Friday, 16 December 2016

ICELAND: Is Iceland Tourism Declining?

Decreasing profits and slowing wages, on top of a recent economic forecast showing the industry will contribute significantly less to growth over the next three years, might indicate that the wave is cresting for Iceland’s tourism industry.

A recent poll amongst tourism business owners shows that about 25% of respondents reported either breaking even or losing money this year. In the same poll taken last year, conducted by the Icelandic Travel Association (SAF), only 17% reported the same result.

Part of the explanation for this is that the Icelandic króna has strengthened by about 16% this year, while the US dollar and the euro have weakened.

There is more to the story than currency exchange rates, however. RÚV reports that wages in the tourism industry are not rising at the same rate as the overall wage average in the country. While wages on average in Iceland rose by 28% between 2010 and 2014, wages in the tourism sector increased by 24%.

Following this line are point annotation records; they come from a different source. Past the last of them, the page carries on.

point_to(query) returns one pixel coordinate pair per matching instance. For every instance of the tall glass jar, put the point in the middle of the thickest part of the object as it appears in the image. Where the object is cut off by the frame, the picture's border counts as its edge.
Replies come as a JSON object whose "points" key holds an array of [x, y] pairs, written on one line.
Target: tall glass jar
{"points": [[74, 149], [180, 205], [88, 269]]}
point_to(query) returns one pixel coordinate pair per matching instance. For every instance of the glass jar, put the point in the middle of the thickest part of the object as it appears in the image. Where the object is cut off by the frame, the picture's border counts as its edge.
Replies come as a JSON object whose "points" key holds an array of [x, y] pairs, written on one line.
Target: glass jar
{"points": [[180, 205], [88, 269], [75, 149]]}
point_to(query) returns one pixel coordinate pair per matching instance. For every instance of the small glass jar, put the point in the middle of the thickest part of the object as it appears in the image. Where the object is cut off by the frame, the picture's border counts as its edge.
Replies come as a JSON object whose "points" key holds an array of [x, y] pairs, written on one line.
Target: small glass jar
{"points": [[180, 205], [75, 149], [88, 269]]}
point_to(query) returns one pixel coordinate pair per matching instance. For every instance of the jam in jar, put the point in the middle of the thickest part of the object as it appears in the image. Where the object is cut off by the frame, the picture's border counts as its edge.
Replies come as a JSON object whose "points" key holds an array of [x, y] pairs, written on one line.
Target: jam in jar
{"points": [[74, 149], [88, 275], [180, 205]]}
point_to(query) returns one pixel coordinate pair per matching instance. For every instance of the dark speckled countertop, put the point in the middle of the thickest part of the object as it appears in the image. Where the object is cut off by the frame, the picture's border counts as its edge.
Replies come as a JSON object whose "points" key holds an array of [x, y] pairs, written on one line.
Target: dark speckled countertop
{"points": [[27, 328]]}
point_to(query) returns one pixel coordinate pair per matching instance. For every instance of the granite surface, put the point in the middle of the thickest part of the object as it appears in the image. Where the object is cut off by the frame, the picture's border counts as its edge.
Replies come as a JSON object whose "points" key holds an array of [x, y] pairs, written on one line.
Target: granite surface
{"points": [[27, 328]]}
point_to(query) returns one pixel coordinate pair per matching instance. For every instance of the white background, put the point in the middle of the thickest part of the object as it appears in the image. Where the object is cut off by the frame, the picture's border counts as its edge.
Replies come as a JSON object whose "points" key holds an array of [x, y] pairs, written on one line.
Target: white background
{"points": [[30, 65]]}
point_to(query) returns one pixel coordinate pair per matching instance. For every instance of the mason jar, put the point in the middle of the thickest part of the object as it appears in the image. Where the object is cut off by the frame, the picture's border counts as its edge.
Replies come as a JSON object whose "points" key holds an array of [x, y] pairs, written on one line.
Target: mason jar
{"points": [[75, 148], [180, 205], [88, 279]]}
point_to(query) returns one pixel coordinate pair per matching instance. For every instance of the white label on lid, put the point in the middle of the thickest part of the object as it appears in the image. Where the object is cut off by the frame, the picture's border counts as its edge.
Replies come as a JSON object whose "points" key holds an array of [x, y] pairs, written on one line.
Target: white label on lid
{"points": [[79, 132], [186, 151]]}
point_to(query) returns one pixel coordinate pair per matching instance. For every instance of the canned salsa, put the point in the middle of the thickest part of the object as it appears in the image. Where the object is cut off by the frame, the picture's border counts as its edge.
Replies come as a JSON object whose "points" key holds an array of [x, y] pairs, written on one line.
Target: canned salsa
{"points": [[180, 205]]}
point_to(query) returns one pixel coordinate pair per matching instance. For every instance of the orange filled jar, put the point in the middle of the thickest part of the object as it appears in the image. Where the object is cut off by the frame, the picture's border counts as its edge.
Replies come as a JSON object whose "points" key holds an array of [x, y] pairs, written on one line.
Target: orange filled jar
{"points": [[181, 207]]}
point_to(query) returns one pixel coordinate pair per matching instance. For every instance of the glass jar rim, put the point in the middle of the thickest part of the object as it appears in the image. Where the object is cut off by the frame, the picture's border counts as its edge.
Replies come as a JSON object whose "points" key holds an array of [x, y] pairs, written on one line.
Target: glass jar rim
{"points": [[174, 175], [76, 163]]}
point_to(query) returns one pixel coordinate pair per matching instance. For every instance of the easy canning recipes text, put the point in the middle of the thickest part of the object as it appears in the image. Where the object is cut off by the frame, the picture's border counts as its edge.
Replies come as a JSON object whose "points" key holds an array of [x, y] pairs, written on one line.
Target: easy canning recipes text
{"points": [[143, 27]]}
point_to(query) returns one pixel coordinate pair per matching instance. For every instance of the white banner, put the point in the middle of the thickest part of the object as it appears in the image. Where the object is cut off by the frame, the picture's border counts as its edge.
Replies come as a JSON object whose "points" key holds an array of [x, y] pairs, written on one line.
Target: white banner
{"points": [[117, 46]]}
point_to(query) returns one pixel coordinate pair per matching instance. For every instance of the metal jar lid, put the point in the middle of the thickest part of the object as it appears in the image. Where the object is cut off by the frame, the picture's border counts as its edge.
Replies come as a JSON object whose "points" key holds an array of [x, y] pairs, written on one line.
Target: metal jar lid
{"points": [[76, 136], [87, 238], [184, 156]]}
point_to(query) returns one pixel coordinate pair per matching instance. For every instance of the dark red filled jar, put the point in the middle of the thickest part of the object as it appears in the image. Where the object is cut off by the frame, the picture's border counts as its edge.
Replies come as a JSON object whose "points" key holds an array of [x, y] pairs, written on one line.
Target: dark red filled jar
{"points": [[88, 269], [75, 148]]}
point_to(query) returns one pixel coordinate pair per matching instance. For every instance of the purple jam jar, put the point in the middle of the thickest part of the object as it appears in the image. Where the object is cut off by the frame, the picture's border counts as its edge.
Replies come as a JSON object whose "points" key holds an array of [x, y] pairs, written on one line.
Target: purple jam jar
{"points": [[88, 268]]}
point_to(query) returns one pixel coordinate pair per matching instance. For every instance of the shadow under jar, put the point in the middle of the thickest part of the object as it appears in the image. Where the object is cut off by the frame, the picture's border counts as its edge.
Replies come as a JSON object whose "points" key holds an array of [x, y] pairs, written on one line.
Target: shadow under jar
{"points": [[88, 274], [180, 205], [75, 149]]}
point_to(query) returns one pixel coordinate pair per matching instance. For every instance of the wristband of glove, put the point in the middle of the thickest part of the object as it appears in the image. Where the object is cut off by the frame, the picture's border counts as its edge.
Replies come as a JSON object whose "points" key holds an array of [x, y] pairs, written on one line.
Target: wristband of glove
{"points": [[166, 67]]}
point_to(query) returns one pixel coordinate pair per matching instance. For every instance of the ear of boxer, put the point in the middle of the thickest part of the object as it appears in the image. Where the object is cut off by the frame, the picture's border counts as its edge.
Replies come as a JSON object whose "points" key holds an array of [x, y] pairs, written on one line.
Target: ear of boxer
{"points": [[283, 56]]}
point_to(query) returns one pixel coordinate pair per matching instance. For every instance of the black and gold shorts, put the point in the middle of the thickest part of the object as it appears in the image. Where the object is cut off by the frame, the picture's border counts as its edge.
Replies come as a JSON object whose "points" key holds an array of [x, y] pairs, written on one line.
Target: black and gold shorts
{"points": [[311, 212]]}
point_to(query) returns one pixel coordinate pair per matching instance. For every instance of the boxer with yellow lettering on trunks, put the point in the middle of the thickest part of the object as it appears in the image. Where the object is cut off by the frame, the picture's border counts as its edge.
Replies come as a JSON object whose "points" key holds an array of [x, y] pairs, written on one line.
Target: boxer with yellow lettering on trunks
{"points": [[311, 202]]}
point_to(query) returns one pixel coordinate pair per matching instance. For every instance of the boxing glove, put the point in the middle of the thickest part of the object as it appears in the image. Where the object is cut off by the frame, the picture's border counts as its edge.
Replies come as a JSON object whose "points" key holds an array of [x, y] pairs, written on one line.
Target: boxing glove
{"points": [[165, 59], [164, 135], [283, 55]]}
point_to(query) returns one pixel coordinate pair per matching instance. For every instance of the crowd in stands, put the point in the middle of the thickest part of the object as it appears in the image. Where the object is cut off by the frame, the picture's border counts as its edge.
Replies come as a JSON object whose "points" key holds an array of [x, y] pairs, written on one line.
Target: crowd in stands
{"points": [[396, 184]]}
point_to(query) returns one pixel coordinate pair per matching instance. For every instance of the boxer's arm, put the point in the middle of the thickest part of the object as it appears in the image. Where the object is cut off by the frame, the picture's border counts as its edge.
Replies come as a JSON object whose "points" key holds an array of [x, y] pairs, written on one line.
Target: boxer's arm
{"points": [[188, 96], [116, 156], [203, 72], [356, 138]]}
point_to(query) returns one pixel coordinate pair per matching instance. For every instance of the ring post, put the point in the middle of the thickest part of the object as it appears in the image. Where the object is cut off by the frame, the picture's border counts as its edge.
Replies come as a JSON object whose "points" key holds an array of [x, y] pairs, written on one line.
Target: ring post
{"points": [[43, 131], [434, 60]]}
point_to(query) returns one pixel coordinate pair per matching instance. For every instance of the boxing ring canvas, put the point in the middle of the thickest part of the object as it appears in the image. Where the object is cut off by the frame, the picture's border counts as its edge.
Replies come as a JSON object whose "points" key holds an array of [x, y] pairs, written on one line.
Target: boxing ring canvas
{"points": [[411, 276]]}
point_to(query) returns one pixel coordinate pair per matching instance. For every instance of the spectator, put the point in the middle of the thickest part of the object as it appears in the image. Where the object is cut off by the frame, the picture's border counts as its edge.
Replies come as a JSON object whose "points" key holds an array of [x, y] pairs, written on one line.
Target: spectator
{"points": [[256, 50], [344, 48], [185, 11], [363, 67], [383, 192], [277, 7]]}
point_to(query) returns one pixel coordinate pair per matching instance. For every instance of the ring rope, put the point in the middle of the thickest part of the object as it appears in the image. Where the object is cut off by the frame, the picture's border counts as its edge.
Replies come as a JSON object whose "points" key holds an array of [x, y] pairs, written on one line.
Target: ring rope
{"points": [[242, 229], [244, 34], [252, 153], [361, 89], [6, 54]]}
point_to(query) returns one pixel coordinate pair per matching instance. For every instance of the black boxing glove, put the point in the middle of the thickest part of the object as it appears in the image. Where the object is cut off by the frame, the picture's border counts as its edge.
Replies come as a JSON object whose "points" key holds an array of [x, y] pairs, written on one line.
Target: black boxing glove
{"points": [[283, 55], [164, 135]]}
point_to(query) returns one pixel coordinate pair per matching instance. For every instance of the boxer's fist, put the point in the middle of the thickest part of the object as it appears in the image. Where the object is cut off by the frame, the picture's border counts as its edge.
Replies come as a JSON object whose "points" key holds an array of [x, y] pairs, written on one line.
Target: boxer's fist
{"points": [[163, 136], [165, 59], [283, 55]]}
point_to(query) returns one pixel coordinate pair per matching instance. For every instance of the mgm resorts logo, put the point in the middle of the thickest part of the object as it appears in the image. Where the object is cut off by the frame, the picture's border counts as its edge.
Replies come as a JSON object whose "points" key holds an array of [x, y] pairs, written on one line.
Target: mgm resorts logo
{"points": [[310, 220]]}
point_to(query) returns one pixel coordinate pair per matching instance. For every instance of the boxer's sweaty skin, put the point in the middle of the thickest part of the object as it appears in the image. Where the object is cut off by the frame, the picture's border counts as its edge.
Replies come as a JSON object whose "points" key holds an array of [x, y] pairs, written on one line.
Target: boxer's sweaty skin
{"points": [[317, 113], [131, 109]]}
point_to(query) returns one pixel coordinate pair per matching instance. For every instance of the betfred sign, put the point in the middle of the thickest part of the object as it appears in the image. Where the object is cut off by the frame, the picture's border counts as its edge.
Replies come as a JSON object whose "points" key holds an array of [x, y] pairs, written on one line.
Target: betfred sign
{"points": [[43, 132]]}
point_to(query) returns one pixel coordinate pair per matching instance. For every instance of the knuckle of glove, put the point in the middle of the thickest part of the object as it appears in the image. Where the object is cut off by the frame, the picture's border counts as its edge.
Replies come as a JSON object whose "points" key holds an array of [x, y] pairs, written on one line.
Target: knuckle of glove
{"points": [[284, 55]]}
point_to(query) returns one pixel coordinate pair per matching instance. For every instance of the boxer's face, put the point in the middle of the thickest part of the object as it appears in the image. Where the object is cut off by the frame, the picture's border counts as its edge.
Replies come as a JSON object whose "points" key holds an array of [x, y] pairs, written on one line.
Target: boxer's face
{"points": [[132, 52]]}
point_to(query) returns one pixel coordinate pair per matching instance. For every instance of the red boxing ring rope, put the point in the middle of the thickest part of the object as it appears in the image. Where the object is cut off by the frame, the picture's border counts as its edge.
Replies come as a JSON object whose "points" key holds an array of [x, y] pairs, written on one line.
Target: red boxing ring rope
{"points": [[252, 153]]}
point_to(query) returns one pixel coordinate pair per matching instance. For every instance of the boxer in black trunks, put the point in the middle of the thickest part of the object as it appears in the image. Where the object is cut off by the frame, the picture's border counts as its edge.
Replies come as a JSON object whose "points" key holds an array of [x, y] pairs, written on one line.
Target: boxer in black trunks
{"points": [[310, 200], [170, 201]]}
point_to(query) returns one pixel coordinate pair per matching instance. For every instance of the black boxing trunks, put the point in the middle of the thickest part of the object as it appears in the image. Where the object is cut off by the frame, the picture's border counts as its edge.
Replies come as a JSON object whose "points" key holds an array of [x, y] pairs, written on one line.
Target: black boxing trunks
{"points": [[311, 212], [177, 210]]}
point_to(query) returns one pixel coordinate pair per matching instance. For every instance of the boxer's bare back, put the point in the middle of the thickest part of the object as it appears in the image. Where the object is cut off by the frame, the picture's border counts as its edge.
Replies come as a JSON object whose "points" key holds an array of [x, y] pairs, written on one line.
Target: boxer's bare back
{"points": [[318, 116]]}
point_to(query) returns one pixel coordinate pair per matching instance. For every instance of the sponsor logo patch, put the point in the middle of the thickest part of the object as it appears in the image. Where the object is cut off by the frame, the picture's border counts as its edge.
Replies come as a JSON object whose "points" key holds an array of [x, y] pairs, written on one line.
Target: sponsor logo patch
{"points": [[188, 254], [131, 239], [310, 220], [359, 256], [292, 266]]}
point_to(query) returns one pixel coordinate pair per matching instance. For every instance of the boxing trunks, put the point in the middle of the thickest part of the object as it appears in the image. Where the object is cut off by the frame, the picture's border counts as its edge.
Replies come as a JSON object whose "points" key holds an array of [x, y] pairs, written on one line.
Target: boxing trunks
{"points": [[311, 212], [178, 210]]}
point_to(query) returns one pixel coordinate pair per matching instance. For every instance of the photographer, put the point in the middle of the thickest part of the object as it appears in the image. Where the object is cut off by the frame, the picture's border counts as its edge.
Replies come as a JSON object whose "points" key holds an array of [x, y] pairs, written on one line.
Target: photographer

In fact, professor of economics Þórólfur Matthíasson wrote a column wherein he compared the current state of the tourism industry to the “herring boom” in 1960. Where fishing industry players had overfished stocks of herring and cod, he argues, airlines are overreaching potential tourists to Iceland.

As reported, a new economic forecast from Landsbanki shows that that in 2016, Iceland’s total economic growth will be 6.1%. Without the tourism industry, growth would be at 1.2%.

Looking forward, the bank predicts that non-tourism growth will increase slightly over the next three years, while tourism will contribute significantly less with each coming year. This will mean the country’s economic growth as a whole will decline, from 6.1% today to less than half that by the end of 2019.

Interestingly, the declining contributions of tourism to the country’s economic growth will be inversely proportionate to the numbers of tourists actually visiting the country.

While over a million tourists will have visited Iceland by the end of this year, these numbers will continue to increase. About 2.5 million tourists are predicted to visit Iceland in 2019, despite the fact that the increase in tourists is expected to steadily decrease.